The speaker hastened to add: “The troops have succeeded, God bless them.”
Pelosi’s harsh verdict is a reminder of the dilemma for Democrats as they head into this fall’s presidential and congressional elections:
They need to make the case that the country needs to depart from the direction set by Bush. Yet they don’t want to look like naysayers at a time when Iraq has become more stable, albeit still violent.
Republican strategists say one of their few chances to avoid a blowout in November is to paint Democrats as defeatists.
Senate Majority Leader Harry Reid (D-Nev.) sparked a furious response from the right last year when he said the Iraq war “is lost.”
Bush announced in September that the surge policy of additional troops would allow a gradual reduction in forces as a “return on success.” Improvements in Iraq helped revive the presidential campaign of Sen. John McCain (Ariz.), now the front-runner for the Republican nomination.
***
Anchor Wolf Blitzer asked: “Are you not worried, though, that all the gains that have been achieved over the past year might be lost?”

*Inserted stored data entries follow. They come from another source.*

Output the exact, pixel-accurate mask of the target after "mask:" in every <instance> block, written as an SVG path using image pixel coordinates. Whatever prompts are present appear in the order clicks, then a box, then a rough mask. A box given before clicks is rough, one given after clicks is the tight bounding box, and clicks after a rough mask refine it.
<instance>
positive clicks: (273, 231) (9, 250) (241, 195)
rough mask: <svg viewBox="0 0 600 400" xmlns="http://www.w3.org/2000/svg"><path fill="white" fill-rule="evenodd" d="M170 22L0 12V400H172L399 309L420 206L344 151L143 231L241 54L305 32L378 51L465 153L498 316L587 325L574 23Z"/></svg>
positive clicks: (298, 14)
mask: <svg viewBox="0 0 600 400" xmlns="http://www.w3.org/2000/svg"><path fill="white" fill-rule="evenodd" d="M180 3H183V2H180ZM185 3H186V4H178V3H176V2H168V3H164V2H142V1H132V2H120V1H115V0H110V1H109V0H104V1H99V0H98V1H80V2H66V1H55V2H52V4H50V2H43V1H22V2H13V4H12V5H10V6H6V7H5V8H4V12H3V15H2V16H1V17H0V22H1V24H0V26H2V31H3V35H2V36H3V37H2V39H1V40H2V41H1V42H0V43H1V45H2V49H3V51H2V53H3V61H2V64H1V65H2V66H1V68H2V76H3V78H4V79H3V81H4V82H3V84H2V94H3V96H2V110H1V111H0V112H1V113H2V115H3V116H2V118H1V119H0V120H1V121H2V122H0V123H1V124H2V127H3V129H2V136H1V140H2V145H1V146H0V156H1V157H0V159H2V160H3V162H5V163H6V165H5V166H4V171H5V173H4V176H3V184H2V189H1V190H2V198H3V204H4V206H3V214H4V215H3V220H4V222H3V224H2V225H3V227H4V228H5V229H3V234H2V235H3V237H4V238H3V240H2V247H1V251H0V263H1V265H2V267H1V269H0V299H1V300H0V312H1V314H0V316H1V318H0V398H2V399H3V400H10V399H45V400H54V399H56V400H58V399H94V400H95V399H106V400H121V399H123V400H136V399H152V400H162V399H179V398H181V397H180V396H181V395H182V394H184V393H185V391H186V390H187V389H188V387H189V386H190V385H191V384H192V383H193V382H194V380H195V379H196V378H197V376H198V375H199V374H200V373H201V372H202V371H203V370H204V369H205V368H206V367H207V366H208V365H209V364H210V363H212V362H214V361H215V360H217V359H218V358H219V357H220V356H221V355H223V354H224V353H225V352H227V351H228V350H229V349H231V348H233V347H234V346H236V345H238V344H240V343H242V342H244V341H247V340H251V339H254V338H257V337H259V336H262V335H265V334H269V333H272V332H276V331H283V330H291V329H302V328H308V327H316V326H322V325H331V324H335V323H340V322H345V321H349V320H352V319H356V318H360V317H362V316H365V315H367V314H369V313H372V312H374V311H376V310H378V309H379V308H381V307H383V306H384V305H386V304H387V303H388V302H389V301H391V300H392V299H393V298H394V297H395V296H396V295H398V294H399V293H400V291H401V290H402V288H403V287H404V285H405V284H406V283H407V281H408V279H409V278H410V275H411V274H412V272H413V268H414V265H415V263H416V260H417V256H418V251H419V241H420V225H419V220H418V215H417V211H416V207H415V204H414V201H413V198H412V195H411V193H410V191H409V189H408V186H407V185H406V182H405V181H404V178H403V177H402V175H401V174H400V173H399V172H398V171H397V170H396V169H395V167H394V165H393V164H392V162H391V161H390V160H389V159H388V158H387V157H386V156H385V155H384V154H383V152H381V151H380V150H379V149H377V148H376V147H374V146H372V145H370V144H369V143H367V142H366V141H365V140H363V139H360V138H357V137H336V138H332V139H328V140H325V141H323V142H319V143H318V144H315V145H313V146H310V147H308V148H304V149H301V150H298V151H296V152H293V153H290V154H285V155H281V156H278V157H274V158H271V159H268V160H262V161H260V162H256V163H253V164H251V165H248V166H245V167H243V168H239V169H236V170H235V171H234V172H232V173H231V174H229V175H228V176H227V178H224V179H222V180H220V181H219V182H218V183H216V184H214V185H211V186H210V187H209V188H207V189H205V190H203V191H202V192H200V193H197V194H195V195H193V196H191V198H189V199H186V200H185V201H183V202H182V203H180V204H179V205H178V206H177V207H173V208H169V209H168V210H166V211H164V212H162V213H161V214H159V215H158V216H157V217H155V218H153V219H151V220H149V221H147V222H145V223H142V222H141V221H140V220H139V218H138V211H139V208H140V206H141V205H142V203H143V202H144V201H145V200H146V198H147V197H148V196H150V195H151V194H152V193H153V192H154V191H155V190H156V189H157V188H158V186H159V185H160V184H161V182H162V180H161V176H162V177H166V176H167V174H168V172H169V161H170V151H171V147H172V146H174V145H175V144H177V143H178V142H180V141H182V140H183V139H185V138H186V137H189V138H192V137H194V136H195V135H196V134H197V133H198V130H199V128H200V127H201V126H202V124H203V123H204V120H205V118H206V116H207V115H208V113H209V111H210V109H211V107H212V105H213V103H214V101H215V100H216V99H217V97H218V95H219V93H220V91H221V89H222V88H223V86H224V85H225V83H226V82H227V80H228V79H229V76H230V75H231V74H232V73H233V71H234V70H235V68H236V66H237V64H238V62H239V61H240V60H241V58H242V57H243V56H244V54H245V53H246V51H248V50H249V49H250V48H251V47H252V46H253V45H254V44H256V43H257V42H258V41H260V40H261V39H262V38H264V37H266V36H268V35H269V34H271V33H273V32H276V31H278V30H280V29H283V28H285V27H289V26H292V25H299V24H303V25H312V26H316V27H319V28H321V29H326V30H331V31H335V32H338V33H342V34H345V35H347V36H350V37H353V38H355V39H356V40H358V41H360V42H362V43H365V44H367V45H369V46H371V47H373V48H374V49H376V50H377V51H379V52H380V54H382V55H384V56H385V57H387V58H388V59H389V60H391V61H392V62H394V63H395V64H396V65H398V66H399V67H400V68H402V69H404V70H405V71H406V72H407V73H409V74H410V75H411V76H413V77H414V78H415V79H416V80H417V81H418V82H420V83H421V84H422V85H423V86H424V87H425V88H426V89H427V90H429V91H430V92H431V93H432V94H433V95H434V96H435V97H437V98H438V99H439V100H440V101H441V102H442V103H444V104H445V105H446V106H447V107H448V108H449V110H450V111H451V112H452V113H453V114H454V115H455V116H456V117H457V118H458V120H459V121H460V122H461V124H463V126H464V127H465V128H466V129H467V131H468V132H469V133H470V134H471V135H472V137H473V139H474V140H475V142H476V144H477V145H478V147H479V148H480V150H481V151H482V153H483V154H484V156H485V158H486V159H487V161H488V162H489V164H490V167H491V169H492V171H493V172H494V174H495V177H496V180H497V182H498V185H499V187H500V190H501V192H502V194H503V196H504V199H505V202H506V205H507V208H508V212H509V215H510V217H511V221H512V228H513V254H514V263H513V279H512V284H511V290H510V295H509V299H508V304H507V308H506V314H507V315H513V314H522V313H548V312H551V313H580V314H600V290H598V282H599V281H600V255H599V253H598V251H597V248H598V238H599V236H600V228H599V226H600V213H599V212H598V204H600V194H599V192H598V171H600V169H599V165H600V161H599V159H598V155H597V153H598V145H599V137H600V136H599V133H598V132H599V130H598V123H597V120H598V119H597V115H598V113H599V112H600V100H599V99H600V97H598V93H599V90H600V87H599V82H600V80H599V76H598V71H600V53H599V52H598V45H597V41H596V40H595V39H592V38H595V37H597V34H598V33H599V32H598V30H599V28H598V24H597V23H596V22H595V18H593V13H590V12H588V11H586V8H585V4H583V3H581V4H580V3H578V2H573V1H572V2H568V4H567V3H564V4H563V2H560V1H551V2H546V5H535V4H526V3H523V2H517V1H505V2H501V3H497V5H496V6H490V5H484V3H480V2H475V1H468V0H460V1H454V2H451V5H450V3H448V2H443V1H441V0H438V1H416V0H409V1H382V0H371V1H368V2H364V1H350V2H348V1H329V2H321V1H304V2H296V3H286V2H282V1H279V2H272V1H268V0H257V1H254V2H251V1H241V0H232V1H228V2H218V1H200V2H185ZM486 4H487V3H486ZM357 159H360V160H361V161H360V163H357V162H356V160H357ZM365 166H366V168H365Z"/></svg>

“There haven't been gains, Wolf,” the speaker replied. “The gains have not produced the desired effect, which is the reconciliation of Iraq. This is a failure. This is a failure. The troops have succeeded, God bless them. We owe them the greatest debt of gratitude for their sacrifice, their patriotism, and for their courage and to their families as well."
http://www.politico.com/news/stories/0208/8422.html
Ohhhkay. The "troops" have succeeded but the war is lost?
Wow. This kind of double speak sounds like desperation.
Real Climate shows its real colors by not mentioning Climateaudit.org in their list of "other opinions". There is not a single link to a skeptics blog.
Realclimate is a political front group masquerading as "impartial" scientists. The comments are monitored and censored. They were hosted in 2004 by a public relations firm called Environmental Media Services. Guess what? The address was exactly the same as Fenton Communications which tried to pass off alar in apples as a poison. Finally, just give a moments thought to a group of so-called impartial scientists, and thus trained skeptics, who name their organization "realclimate." What does that say about their receptiveness to research which supports alternative conclusions?
There is all this talk about the rise in carbon dioxide level causing global warming. To conclude this one must ignore that the planet plunged in to the Andean-Saharan ice age 440 million years ago when the atmospheric carbon dioxide level was over ten times what it is now.